# Micah, the vegatarian G. rosea



## dukegarda (Jun 19, 2007)

Sorry about the stretching. Yes, indeed that is a _P. sativum_. ;P


----------



## 8ball (Jun 19, 2007)

thats 1 weird T lol


----------



## Shayna (Jun 19, 2007)

It's cool in my books.   
I might try this with some of my organic peas, did you cook it first?


----------



## Ando55 (Jun 19, 2007)

That's a first I see this T wanted more of and organic, higher in antioxidants diet.   Great stuff! :clap:


----------



## JungleGuts (Jun 19, 2007)

the question: did it eat the thing?


----------



## dukegarda (Jun 19, 2007)

Nope, it's raw. I did it with "Green Giant" frozen peas & carrots, picked out a few peas, thawed them out, and she accepted it readily. I wouldn't make it a regular thing though. How often is a T going to encounter a pea in the wild? 

I wouldn't use canned peas, just because of all the preservatives they add in.

JungleGuts see for yourself;


----------



## AubZ (Jun 20, 2007)

Oh my.  That pee is all shriveled up.  Definately the wierdest thing i've ever seen.


----------



## Cirith Ungol (Jun 20, 2007)

OH NAW!!! The poor pea!!


----------



## Alice (Jun 20, 2007)

lol, that's really funny. i don't imagine the rosie can do much with the nutrients in a pea, but it sure looks like she enjoys it


----------



## Cirith Ungol (Jun 20, 2007)

Alice said:


> lol, that's really funny. i don't imagine the rosie can do much with the nutrients in a pea, but it sure looks like she enjoys it


I'm sure it can suck all the water out of it, and that's not such a bad thing really


----------



## P. Novak (Jun 20, 2007)

haha wow that is very interesting!:clap: How did it take it?


----------



## Vys (Jun 20, 2007)

dukegarda said:


> Nope, it's raw. I did it with "Green Giant" frozen peas & carrots, picked out a few peas, thawed them out, and she accepted it readily. I wouldn't make it a regular thing though. How often is a T going to encounter a pea in the wild?

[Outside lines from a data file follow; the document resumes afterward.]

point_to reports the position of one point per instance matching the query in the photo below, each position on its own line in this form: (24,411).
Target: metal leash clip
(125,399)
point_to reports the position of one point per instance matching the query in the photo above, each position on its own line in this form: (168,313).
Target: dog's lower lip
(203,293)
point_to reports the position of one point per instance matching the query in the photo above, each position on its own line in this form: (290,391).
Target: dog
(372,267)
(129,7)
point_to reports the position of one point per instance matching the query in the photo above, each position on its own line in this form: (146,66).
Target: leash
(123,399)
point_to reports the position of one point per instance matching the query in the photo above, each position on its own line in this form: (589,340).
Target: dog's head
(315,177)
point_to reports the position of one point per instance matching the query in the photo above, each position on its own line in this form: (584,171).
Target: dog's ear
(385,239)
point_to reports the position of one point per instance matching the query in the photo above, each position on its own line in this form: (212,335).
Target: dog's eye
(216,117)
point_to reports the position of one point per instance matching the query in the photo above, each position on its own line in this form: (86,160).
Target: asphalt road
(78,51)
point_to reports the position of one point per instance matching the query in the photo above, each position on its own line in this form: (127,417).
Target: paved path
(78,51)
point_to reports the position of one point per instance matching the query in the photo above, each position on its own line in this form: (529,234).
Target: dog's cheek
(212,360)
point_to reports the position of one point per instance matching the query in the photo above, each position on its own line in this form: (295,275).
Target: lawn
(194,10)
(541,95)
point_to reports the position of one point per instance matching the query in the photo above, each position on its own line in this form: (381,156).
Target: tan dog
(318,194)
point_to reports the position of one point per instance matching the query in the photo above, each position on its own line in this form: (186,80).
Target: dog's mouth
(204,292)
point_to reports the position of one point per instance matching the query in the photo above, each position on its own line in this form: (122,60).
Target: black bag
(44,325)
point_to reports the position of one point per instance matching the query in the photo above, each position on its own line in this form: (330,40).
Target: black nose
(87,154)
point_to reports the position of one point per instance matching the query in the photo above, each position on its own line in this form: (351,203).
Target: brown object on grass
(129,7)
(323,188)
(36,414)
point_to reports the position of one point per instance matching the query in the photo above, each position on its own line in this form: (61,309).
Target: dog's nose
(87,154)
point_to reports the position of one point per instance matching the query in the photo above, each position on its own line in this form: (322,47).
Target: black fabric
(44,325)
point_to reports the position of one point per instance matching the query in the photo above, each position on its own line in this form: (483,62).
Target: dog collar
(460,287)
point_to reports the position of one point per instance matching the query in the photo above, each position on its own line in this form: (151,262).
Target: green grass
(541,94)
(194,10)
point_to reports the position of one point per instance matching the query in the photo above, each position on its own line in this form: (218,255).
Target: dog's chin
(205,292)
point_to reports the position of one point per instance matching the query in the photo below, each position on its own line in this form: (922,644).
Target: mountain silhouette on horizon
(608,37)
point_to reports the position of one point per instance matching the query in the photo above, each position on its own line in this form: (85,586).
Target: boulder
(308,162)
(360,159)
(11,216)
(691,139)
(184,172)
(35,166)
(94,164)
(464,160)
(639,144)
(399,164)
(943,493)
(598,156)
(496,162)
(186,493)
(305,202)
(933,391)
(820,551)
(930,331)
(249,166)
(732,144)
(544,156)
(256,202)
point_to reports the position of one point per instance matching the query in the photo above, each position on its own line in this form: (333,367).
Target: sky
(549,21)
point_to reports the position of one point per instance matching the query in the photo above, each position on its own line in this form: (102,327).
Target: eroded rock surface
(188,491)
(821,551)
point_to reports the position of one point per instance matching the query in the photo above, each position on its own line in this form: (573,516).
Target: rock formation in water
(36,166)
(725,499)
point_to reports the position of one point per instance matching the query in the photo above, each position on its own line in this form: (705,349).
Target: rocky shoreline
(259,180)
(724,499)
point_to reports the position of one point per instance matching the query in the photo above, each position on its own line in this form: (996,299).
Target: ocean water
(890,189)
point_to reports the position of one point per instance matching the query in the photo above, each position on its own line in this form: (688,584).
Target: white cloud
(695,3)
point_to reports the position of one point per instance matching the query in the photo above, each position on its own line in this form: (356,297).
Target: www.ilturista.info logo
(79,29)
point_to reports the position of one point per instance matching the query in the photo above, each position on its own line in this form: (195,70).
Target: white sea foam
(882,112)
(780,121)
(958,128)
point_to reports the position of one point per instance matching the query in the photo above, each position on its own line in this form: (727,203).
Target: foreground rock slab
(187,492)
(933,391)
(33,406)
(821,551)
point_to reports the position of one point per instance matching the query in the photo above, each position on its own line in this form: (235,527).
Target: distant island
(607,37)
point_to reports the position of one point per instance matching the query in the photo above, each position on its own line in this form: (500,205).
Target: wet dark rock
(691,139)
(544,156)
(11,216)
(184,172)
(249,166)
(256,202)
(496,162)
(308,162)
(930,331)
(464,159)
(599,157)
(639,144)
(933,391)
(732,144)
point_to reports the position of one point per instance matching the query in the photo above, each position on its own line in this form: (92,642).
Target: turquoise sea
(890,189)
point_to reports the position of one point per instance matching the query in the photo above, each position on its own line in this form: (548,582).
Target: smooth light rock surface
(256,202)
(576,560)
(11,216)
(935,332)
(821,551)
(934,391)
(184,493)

Haha, I've had a few of mine eat thawed block of cod, but this...I'd suspect it's because the intelligence level of the tarantula approaches that of the pea =)


----------



## Cirith Ungol (Jun 20, 2007)

Come to think of it, one thing I'm not sure of is if it's a waste of good digestive juices for the T. There is no problem if the juices can just as much digest the vegetable as they digest an insect, but I doubt(! - not know for a fact) that they are designed to deal with plant matter. (That besides the obvious difference in contents of a pea and an insect.)

Thinking even further, if looking at a few other animals and recalling what I've heard in documentaries, digesting plant matter is quite a tough thing. That's why many of the plant eaters and grazers have such enormous and bulky bellies. The "aparatus" needs room and they have to eat quite a lot to sustain themselves  (But yes, ofcourse I'm comparing to mammals, which have a much higher metabolism and thus need a lot more anyway.)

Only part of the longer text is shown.